Kurtulmuş, İhlas Medya Ankara Temsilcisi Yaşar’ın, “Gözlem noktalarının yerinde bir değişikliğe gidilecek mi?” şeklinde yönelttiği soruya ise şu cevabı verdi:

“Gözlem noktaları savaşmak için kurulan tahkimatlar değildir. Orada her iki taraf varılan mutabakata riayet ediyor mu etmiyor mu bunu gözlemek için kurulmuş olan noktalardır. Türkiye’nin 12 gözlem noktasının her birisi tesadüfen seçilmiş yerler değildir. Burada biz kendi üzerimize düşeni yerine getiriyoruz. Rusların da kendi gözlem noktaları var. Onlar da kendi gözlem noktalarında rejimin bir şekilde mutabakata bağlı kalıp kalmadığını kontrol edecek. Burada hafta sonu itibariyle varılacak detaylı çalışmalar sonucunda Rusya ile nasıl bir devriye oluşturulacağı ve buralarda nasıl sonuç alınacağı önümüzdeki mesele budur.”

“Barış Pınarı ve Zeytin Dalı Bölgesi, bir yönetim şekli çıktı ve istikrarın aslında tavan yaptığı bölgeler olarak ortaya çıktı. İdlib merkezinin bu şekilde yönetilmesi noktasında ne zaman, hangi adımlar atılacak?” şeklinde yöneltilen soruya Kurtulmuş, “Orada muazzam bir insani dram yaşanmak üzereydi.
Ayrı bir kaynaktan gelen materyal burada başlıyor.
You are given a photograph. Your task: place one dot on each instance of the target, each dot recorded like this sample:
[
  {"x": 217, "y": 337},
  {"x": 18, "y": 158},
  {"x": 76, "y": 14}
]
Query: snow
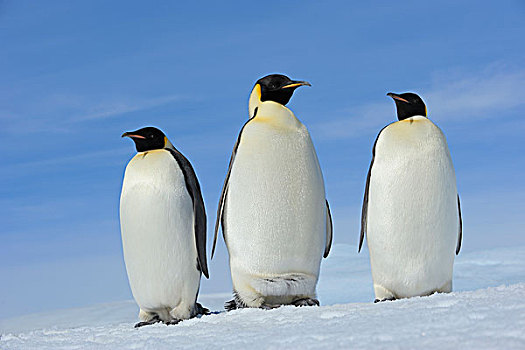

Bu mutabakat ile Türkiye’nin sahadaki güçlü varlığı ile İdlib halkı için bir barış ortamı ortaya çıkmış oldu. Bunun korunması için Türkiye diğer bölgelerde olduğu gibi burada da bu barışı huzuru korumaya gayret edecek. Esas amacımız, Suriye’de yeni bir anayasal reform süreci, yeni bir demokratik Suriye’nin inşası süreci, yapılan özgür bütün partilerin katıldığı özgür bir seçimle Suriye’nin başında kimi görmek istiyorsa onun iktidar olduğu bir Suriye” dedi.

“Türkiye’nin bir tane ekseni vardır o da kendi milli eksenidir”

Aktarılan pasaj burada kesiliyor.